Le Brexit va-t-il faire exploser la contribution de la France au budget de l'UE ?

par Claire CAMBIER
Publié le 13 février 2020 à 19h18

Source : TF1 Info

À LA LOUPE - Le départ du Royaume-Uni - une perte de contributions de 12 milliards, selon la Commission - fait craindre une hausse conséquente de la participation de chaque membre. Qu'en est-il ?

Les négociations sur le nouveau budget de l'Union européenne entrent dans leur phase finale. Le Parlement européen se réunit cette semaine en plénière. Et la semaine prochaine, ce sont les dirigeants des 27 pays membres qui se retrouveront autour de la table pour un sommet extraordinaire. Un casse-tête débuté il y a maintenant deux ans pour déterminer comment financer les politiques européennes jusqu'en 2027. Il faut dire qu'avec le départ du Royaume-Uni, l'UE perd un contributeur net, c'est-à-dire un État membre dont la participation financière est plus importante que les aides qu'il reçoit en retour.

La Commission européenne a estimé fin janvier que le Brexit conduirait à un manque à gagner de 12 milliards d'euros en 2021 et de 84 milliards sur 7 ans, soit la durée totale du cadre financier pluriannuel, actuellement à l'étude. Comment combler ce trou ? Pour la secrétaire d'État aux Affaires européennes, Amélie de Montchalin, invitée de LCI mercredi, la France paiera "bien sûr" davantage à l'avenir. Parce que le Royaume-Uni quitte le navire, mais aussi car l'Union doit "assurer des nouvelles ambitions", comme "la défense européenne". 
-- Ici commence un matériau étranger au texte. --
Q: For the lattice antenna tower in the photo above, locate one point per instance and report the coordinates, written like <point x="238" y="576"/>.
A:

Une sortie qui soulève plusieurs questions. Les contributions vont-elles exploser ? La France fera-t-elle partie des grands perdants ? Et à quoi correspondent exactement ces 12 milliards d'euros ? 

12 milliards de manque à gagner, un chiffre questionné

Selon les comptes de la Commission, l'UE perdra donc 12 milliards d'euros de revenus en 2021. Un manque à gagner qui peut paraître important. Lorsque l'on regarde par exemple les derniers chiffres disponibles sur la contribution du Royaume-Uni, on découvre que le pays a versé 10,6 milliards d'euros en 2018, soit moins que la somme annoncée. D'autant que dans le même temps, l'UE reverse une partie de ses revenus : le pays a ainsi bénéficié de crédits européens à hauteur de 6,3 milliards d'euros en 2018. En se basant sur cette dernière année, l'UE sans le Royaume-Uni ne perdrait "que" 4,3 milliards d'euros.

Alors comment expliquer ces 12 milliards d'euros ? Contactée par LCI, la Commission européenne nous indique préférer parler de fourchettes - "entre 10 et 12 milliards" par an. Ce 12 février, devant le Parlement européen, la présidente de la Commission a d'ailleurs évoqué une donnée un peu plus faible que les 84 milliards sur 7 ans. "C'est environ 75 milliards d'euros de moins pour toute la période de sept ans", a indiqué Ursula von der Leyen. L'institution le reconnait volontiers, il est très difficile de réaliser des estimations en milliards d'euros : "Il s'agit d'une projection sur 7 ans, tout dépend des hypothèses retenues en terme d'inflation et de croissance." Avec un nouveau budget proposé à hauteur de 1279 milliards d'euros pour 2021-2027, les 75 milliards d'euros britanniques représentent dès lors 5,8% du total.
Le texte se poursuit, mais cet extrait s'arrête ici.